Born: 
12/01/1928
Died: 
27/05/2012
Specialty: 
Psychiatry
Designatory Letters: 
MB BS London, LRCP MRCS London

James Willis was born in Dublin and educated at Stonyhurst and Guy’s Hospital Medical School where he qualified MBBS in 1954. After house appointments at Guy’s and and Pembury Hospitals, he became MRCP Edin in 1960 and was elected to the Fellowship in 1972. He was trained as a psychiatrist at Guys and the Maudsley and in 1964 appointed psychiatrist at Stone House Hospital Dartford. He was elected a foundation member of the Royal College of Psychiatrists in 1971 and Fellow in 1973. Thereafter he was a consultant at Warlingham Park Hospital and later at Guy’s and Bexley Hospitals where he started the Drug Dependency Service in 1967.

In 1976 he left the NHS when he was appointed Head of Psychiatry at King Faisal Specialist Hospital in Riyadh – a welcome return to general psychiatry and neurology after over exposure to the problems of drug users – remaining in Saudi Arabia until the death of his first wife Muriel in 1984. He returned to Drug Dependency in Liverpool in 1985 and retired in 1987.

Other appointments included WHO European Regional Consultant (1973), Director of Education at Pilgrim State Hospital, Long Island NY 1969-1970 and visiting Professor of Psychiatry at the Johns Hopkins in 1982. In 1964 his first book, Lecture Notes in Psychiatry was published by Blackwell Science. It ran to seven editions during his authorship and is still going strong: having been translated into Arabic and Portuguese plus a pirated translation in Farsi!

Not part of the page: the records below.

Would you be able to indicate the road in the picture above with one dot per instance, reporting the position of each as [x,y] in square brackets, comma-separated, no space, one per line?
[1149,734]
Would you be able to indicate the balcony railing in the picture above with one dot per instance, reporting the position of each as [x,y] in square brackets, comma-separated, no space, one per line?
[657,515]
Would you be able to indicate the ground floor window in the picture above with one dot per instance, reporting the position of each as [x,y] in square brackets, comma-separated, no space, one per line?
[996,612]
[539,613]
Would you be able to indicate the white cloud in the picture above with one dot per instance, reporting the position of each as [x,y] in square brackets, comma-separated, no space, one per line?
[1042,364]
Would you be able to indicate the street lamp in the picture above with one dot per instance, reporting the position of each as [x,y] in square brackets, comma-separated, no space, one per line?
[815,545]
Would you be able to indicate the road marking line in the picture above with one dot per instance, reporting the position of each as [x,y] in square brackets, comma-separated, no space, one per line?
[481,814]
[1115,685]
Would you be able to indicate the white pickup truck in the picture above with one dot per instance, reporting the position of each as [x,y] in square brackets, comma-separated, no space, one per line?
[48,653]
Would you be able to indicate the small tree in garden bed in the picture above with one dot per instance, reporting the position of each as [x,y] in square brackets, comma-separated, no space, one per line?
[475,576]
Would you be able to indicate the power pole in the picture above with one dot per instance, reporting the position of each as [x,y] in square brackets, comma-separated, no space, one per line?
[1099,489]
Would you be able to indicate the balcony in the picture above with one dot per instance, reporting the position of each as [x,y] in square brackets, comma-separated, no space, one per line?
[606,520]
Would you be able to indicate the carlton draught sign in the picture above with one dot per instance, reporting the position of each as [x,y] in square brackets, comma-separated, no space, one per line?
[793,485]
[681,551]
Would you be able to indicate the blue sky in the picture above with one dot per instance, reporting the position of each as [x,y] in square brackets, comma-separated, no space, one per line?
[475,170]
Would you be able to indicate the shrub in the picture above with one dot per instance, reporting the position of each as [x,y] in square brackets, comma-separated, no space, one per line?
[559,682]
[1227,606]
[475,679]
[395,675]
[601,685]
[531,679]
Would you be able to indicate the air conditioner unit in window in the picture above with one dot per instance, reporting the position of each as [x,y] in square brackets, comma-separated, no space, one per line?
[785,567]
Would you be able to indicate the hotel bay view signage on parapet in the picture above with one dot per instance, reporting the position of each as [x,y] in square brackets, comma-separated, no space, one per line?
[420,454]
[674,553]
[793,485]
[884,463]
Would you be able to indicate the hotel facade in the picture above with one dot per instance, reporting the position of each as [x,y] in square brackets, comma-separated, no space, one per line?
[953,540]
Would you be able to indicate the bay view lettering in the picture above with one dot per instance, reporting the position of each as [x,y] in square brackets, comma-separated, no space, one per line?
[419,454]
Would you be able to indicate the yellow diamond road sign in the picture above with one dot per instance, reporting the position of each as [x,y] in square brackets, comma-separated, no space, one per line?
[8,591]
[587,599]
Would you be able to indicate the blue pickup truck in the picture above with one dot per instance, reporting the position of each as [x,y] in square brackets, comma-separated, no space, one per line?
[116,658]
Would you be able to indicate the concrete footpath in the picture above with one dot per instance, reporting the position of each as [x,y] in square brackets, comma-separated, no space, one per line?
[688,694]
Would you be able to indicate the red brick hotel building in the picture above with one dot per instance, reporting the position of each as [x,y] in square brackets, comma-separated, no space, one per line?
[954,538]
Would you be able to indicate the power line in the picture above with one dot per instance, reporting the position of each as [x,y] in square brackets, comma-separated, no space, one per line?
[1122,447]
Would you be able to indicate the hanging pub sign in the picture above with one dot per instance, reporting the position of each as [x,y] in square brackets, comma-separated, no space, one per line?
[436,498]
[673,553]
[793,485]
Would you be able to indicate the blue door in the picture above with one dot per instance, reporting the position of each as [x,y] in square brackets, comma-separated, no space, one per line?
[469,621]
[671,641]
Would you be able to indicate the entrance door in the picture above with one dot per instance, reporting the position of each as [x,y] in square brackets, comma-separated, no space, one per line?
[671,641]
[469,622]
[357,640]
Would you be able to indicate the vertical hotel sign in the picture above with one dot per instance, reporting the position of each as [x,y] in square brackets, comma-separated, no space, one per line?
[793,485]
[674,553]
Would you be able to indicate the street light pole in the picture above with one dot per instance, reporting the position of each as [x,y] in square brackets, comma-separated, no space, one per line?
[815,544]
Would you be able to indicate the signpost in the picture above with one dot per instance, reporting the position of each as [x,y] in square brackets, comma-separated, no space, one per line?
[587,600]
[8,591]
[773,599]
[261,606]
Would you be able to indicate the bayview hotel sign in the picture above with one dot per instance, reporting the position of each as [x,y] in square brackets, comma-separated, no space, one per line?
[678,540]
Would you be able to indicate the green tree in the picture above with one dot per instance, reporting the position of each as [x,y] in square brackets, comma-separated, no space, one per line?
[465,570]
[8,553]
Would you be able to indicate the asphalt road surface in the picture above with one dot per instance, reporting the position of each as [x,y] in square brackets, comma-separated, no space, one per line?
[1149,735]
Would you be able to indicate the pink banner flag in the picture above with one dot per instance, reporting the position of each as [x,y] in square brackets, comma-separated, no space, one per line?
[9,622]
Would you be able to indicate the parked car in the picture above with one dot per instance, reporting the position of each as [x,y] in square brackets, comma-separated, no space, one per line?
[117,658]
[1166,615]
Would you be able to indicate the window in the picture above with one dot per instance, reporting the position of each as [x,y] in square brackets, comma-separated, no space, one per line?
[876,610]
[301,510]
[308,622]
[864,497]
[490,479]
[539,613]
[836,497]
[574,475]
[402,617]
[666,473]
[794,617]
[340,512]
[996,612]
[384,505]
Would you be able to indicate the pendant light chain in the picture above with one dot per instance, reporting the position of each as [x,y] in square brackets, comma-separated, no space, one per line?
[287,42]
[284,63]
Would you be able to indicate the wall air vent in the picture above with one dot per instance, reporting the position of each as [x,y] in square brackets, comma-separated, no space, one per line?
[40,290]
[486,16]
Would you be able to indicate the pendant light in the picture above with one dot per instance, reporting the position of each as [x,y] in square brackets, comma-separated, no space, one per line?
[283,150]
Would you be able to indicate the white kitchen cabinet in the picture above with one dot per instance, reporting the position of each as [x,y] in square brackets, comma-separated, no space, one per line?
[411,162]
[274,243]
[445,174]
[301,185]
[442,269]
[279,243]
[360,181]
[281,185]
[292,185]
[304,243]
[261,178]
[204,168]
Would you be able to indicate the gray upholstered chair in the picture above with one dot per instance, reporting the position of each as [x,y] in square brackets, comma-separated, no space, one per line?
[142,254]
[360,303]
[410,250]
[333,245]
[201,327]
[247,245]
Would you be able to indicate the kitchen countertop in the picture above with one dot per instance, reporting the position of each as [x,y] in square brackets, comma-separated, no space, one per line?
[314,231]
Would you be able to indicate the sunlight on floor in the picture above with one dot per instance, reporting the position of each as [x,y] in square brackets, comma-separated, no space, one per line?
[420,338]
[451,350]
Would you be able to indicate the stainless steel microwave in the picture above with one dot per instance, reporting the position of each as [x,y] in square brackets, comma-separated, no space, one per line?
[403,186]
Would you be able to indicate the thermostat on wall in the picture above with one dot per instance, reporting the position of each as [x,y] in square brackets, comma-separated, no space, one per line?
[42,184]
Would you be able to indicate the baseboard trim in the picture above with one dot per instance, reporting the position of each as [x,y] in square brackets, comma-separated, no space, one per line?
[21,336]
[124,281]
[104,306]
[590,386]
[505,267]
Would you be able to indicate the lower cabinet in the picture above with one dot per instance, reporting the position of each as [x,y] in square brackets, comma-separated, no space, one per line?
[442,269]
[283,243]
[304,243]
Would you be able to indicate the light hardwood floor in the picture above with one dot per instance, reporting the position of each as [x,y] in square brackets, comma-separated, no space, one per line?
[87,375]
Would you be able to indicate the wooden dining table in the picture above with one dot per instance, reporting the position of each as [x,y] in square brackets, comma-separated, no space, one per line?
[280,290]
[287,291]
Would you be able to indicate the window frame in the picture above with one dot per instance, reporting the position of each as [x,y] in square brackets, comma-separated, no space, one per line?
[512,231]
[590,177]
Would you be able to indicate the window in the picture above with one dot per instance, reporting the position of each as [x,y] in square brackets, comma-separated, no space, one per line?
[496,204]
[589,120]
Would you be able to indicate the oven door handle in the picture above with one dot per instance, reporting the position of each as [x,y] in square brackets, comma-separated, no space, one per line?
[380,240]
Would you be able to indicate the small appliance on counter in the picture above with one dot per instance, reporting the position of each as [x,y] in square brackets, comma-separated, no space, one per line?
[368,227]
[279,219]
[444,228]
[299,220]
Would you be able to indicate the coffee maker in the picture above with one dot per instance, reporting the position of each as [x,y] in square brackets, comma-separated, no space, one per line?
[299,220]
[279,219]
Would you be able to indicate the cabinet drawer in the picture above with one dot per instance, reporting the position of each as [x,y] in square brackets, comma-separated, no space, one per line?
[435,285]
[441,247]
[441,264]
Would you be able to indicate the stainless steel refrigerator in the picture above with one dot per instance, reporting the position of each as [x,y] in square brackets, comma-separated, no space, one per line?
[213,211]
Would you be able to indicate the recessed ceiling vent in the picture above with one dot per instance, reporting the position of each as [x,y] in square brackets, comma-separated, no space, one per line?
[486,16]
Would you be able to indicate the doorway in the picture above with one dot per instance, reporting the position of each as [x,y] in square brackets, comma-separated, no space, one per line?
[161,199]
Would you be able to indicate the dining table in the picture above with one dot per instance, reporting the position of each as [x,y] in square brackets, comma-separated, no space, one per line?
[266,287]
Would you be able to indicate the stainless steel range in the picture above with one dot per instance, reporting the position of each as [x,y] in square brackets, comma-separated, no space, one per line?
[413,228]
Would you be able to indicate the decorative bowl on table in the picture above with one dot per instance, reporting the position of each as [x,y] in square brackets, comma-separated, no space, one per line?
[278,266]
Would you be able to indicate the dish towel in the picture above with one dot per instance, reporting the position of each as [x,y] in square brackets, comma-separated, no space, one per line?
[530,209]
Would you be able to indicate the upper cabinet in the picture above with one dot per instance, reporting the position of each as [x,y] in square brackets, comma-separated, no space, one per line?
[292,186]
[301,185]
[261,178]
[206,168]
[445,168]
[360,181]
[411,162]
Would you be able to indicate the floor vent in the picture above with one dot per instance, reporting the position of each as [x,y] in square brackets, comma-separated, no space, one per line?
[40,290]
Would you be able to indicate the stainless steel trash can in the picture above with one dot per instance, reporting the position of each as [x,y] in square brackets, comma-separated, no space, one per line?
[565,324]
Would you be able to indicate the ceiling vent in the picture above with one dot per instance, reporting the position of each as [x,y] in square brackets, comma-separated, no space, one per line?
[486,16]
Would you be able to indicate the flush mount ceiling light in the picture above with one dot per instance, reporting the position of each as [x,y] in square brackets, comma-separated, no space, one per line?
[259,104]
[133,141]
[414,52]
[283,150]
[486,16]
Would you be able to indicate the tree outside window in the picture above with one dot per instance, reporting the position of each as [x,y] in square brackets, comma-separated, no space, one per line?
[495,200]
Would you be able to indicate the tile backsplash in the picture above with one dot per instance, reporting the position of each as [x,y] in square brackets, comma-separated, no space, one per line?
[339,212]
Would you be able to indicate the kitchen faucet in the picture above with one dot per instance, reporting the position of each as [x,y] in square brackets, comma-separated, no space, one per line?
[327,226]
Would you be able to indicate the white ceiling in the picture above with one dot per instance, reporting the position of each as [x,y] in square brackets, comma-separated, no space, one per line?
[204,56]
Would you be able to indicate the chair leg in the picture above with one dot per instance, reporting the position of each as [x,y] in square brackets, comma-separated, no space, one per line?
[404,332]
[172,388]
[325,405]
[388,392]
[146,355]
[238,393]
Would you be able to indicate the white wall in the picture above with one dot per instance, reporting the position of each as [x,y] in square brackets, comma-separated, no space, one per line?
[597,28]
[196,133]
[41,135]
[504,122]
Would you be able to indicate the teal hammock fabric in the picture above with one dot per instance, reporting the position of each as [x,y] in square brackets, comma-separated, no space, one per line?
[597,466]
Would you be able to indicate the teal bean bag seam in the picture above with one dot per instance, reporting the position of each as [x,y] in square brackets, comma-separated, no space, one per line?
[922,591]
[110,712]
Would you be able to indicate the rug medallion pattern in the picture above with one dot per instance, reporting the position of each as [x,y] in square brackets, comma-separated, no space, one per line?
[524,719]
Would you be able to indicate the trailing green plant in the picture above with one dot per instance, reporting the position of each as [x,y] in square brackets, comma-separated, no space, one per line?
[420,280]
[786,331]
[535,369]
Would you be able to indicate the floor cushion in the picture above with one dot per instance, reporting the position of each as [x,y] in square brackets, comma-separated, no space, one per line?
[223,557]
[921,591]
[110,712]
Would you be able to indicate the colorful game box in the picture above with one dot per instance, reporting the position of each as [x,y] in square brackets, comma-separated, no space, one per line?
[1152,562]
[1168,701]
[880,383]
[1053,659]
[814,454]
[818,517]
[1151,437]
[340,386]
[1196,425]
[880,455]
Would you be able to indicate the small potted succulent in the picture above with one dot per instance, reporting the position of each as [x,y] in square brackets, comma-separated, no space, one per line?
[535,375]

He also wrote three books on Substance Abuse and chapters in six other books in which he had trained at Guys and at The Maudlsey.

As far as he was concerned Psychiatry ceased to have credibility when divorced from medicine. Patients were patients, not clients. After retirement he wrote six novels which enjoyed modest success. He is survived by his second wife June, his son and daughter and three grandchildren. He often said that he would wish to be remembered as someone who had tried to do the best for his patients. He believed that the practice of medicine should never be allowed to become occupational therapy for doctors.